China Wednesday urged Japan to take effective measures to eliminate the negative effects brought by the approval of a textbook that glorifies Japan's history of invasion during the Second World War.
When meeting Japanese ambassador Anami Koreshige, Foreign Minister Tang Jiaxuan said China is strongly indignant and angry at the decision of the Japanese government to approve the textbook.
The textbook issue has seriously harmed the feeling of the Chinese people and upset the normal development of bilateral relations, said Tang.
"This (the approval of the textbook) cannot but make the Chinese government and people to question the true stance of the Japanese government on historic issues and doubt if the solemn commitments made by Japan on these issues can be trusted," said Tang, stressing that Japan's correct attitude towards its history of invasion is the important political basis of Sino-Japanese relations.
Before the approval, the Japanese government has repeatedly said that the historic view of right-wing scholars did not represent the will of the general public and that it would handle the issue according to the documents in which Japan acknowledged its troubled past.
Though it is a few right-wing forces who compile the textbook, Tang Wednesday also held the Japanese government responsible for the issue.
This week's dispute over textbook between China and Japan is yet another one since the 1980s.

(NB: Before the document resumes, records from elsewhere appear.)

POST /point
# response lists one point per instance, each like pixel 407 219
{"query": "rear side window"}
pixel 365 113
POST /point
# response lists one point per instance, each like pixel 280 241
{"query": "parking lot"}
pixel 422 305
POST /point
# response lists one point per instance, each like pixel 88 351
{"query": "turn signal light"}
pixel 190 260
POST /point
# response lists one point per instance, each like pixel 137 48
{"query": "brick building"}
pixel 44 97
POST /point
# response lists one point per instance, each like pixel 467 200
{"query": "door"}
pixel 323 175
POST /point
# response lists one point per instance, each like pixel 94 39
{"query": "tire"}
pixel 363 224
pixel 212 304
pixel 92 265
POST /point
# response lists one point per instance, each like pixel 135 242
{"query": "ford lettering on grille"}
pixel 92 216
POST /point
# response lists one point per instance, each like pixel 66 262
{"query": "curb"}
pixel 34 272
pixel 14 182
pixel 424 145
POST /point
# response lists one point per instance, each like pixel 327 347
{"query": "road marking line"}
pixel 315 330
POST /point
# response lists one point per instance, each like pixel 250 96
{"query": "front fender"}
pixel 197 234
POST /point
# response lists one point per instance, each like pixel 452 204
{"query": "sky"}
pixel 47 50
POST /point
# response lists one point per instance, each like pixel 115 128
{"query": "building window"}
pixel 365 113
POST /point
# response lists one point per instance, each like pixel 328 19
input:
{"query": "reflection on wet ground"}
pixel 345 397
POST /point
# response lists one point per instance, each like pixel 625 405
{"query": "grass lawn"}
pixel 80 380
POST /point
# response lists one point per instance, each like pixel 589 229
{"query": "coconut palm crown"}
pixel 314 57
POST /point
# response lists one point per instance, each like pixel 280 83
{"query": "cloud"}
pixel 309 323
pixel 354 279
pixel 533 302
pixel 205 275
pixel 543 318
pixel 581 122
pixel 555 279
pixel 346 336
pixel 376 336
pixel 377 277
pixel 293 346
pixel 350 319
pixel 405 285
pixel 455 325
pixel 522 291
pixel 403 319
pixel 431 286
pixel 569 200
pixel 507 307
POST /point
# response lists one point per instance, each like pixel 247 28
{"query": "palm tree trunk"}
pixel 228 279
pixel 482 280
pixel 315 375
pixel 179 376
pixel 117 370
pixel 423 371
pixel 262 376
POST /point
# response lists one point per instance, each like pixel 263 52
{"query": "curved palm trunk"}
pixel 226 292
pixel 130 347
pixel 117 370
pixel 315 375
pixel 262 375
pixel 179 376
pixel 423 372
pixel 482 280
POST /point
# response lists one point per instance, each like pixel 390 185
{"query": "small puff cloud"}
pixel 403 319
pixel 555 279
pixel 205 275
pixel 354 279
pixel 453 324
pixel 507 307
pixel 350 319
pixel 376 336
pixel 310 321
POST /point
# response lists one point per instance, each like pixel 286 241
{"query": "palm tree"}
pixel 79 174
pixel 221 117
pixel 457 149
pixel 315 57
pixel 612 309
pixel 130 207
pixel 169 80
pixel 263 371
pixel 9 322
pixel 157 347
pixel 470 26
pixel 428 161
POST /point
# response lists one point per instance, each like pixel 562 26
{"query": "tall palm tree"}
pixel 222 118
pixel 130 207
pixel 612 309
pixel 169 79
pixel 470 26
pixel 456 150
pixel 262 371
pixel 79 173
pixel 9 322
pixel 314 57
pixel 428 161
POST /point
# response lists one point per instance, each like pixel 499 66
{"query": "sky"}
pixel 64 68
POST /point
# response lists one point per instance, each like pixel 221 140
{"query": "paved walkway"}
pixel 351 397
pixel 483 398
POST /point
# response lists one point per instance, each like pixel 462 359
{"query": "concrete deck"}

It has already aroused serious concern and protests in other Asian countries such as South Korea.
China, from the very beginning of the issue, reiterated its serious concern over the compilation of the textbook and asked Japan to strictly abide by the principles enshrined in the Sino-Japanese Joint Statement and the Sino-Japanese Joint Declaration as well as other commitments.
The Chinese foreign minister noted that despite revisions, the basic tone of absurdity has not been changed in the new textbook.
The new textbook not only denies the invasive nature of the war started by the Japanese militarists but also advocates the notorious theory that the Japanese invasion helped liberate the Asian countries, noted Tang, adding that instead of making introspection, it distorts history and tries the utmost to exculpate Japanese militarists from the invasion.
"It is clear that the root purpose of the Japanese right-wing scholars to compile such a textbook is to deny and glorify Japan's history of invasion and instill an absurd and dangerous view of history to the young generation in Japan," Tang said. "The textbook, once used in classrooms, will seriously poison Japan's history education and bury a hidden trouble for Japan's direction of development."